News In Focus
SLCC proposes £40 general levy increase
A 12.5% jump in the general levy for 2017-18, including a £40 rise from £316 to £356 for those paying at the full rate, is proposed by the Scottish Legal Complaints Commission in its draft budget and operating plan, published today.
The SLCC blames the "twin pressures" of an increasing number of complaints against lawyers, and an increase in the number of appeals and litigation brought against it by the Law Society of Scotland following an Inner House ruling last year, for the planned rise.
It cites the 12% headline rise in complaints to 1,132, highlighted in its annual report for the year to 30 June 2016 – though the number of complaints accepted as eligible actually fell slightly, from 414 to 408.
Litigation in hand includes 19 appeals brought by the Society over whether the SLCC had power to reclassify complaints that previously contained allegations of professional misconduct, as relating to service only. This followed a Court of Session ruling last August that an individual complaint could not be classified as "hybrid", i.e. as containing both elements. The SLCC has declined an offer by the Society to present a special case to the court for a ruling on the issue.
The full levy is paid by around half of the legal practitioners who fund the SLCC. The rate for those in their first three years is to rise by £20 to £178, for advocates by £19 to £169, for those practising outwith Scotland by £13 to £116, and for in-house lawyers by £12 to £107.

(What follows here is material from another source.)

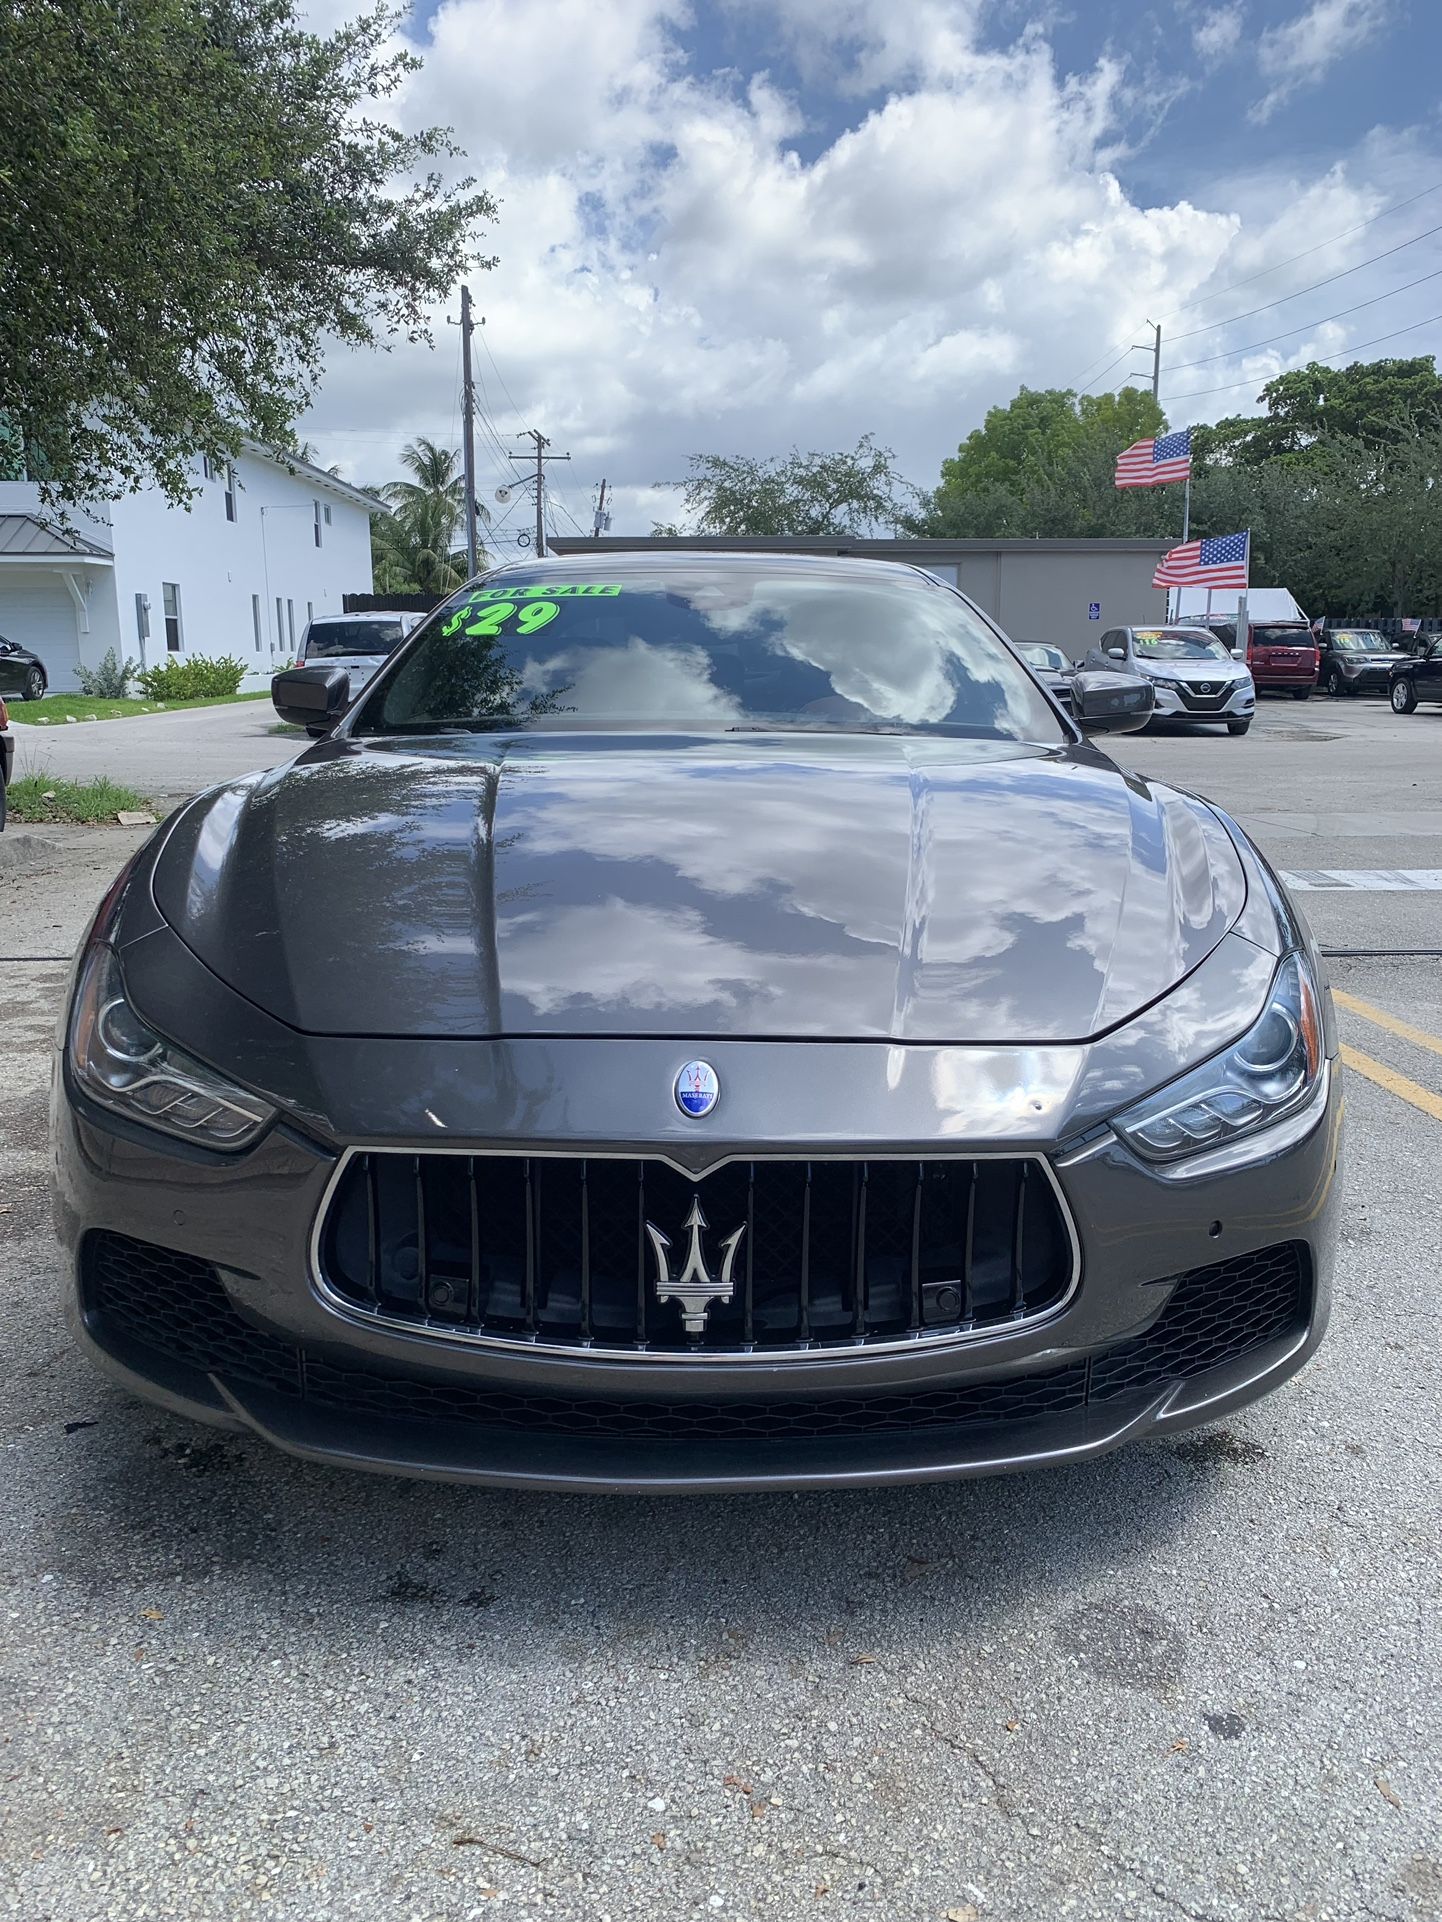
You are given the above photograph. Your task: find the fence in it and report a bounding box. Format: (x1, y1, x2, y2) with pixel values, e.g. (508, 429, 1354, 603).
(342, 591, 447, 614)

The SLCC said the extra funding would be used to recruit new case workers to handle the increase in complaints, and to provide support for lawyers to help them understand the common causes of disputes in order to reduce the potential for complaints within their own practices. It will also continue to campaign for legislative reform, particularly in relation to legal complaints.

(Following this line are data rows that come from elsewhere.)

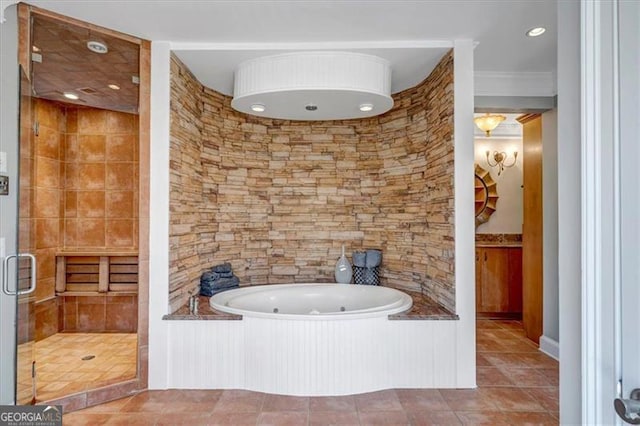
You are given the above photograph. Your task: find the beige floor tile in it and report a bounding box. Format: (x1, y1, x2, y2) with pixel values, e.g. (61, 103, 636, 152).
(35, 332, 136, 402)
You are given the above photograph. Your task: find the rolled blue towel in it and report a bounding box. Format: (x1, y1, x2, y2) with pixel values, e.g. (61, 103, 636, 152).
(212, 276, 240, 289)
(365, 249, 382, 267)
(201, 271, 220, 282)
(352, 251, 366, 267)
(211, 285, 239, 295)
(216, 271, 234, 279)
(213, 263, 232, 273)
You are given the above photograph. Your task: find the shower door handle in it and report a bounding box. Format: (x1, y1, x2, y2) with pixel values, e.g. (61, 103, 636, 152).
(2, 253, 37, 296)
(615, 389, 640, 424)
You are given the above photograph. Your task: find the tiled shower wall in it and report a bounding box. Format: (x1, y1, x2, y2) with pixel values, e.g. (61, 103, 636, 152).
(63, 108, 139, 249)
(169, 52, 455, 313)
(33, 99, 65, 340)
(29, 99, 139, 338)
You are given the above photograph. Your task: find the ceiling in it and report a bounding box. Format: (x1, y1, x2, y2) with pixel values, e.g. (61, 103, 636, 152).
(32, 14, 139, 113)
(175, 46, 450, 97)
(26, 1, 557, 98)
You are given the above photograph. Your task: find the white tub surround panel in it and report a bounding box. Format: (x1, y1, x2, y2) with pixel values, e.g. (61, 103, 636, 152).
(166, 318, 458, 395)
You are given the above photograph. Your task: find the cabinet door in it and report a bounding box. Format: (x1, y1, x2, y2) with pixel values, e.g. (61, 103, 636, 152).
(478, 248, 510, 312)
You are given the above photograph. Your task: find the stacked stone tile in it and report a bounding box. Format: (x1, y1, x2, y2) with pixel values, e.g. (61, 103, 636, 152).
(169, 52, 455, 313)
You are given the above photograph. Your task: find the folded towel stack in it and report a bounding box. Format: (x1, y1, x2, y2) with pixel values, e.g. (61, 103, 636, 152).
(200, 263, 240, 296)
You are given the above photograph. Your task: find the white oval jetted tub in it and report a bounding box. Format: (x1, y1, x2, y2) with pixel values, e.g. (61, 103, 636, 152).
(167, 282, 461, 396)
(209, 283, 413, 319)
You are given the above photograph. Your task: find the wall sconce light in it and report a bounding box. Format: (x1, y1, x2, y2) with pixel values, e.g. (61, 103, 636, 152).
(474, 113, 506, 137)
(486, 150, 518, 176)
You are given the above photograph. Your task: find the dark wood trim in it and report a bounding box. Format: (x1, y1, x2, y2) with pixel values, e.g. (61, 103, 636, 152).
(521, 114, 544, 344)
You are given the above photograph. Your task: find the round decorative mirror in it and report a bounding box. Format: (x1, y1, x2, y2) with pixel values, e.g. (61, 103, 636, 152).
(475, 164, 498, 227)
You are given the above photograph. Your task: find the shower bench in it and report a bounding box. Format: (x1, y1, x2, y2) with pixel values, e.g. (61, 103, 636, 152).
(55, 251, 138, 295)
(55, 251, 139, 332)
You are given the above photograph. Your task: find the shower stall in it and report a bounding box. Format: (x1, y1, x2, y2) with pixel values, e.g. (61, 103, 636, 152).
(5, 9, 142, 404)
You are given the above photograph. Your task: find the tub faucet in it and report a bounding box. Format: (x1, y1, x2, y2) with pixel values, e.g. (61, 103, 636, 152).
(189, 292, 199, 315)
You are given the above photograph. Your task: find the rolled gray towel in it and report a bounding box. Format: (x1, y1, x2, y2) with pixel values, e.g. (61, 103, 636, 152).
(213, 263, 232, 273)
(352, 251, 366, 267)
(365, 249, 382, 267)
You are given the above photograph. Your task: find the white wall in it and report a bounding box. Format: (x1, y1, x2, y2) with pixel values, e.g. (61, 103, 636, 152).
(453, 39, 477, 388)
(541, 109, 559, 356)
(148, 41, 171, 389)
(0, 5, 19, 405)
(557, 0, 582, 423)
(474, 137, 523, 234)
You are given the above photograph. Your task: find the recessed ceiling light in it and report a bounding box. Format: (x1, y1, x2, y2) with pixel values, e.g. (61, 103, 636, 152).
(87, 40, 108, 54)
(108, 84, 120, 90)
(359, 103, 374, 112)
(251, 103, 265, 112)
(305, 104, 318, 111)
(526, 27, 546, 37)
(63, 92, 79, 100)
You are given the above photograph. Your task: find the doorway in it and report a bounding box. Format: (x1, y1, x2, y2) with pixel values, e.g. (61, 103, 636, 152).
(473, 110, 557, 352)
(12, 4, 150, 408)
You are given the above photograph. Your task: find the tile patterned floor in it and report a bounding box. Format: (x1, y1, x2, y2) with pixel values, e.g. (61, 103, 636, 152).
(62, 320, 559, 425)
(35, 333, 137, 402)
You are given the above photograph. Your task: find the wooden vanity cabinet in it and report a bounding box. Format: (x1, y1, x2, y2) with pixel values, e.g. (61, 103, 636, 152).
(475, 246, 523, 317)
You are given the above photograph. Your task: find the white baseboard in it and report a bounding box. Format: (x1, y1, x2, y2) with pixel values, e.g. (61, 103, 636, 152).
(539, 335, 559, 360)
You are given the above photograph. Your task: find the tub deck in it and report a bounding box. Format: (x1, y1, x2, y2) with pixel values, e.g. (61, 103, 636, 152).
(163, 288, 457, 321)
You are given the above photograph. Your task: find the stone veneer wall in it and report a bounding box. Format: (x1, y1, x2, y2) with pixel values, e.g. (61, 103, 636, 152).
(169, 52, 455, 312)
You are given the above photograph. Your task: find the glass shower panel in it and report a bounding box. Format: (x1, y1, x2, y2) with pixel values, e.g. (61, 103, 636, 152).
(15, 65, 36, 405)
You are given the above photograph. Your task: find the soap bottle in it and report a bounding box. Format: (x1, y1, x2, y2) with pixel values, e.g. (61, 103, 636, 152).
(334, 245, 353, 284)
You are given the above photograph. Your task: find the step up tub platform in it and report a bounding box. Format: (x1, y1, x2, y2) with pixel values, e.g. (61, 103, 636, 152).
(163, 283, 459, 396)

Chief executive Neil Stevenson commented: “We exist to ensure a fair deal for clients who may have been let down by legal professionals, but at the same time protect lawyers from spurious claims that may damage their reputation unfairly. We ended our most recent financial year on a positive note, with many aspects of performance improvements and a much greater understanding among the public of how the SLCC can help them. However, complaints have been rising and uncertainty and risk has been created by the recent court ruling.
"We must focus on efficiency, and this is reflected in our consultation, but legal complaints are often complex, time-consuming, and parties and the courts are rightly demanding of the reasoning and decision making set out in our decisions. In the face of these pressures our previous approach of reducing our reserves to subsidise the levy can no longer be maintained, and that means in order to continue serving the public properly we have no choice but to increase it.”
Chair Bill Brackenridge added: “We have worked hard to minimise the impact on consumers and lawyers alike, and recognise that increased costs are in no-one’s interests. The board considered all alternatives to increases; however, in the face of such unprecedented increases of workload and risks the SLCC faces we must consult on a budget and plan aimed at ensuring our core statutory functions can be delivered for the public and for the sector.
"Our hope is that by April, when we must finalise the budget in light of this consultation, there may be a lesser risk and uncertainty stemming from ongoing litigation and that we may be able to adjust budgets accordingly in relation to that area.”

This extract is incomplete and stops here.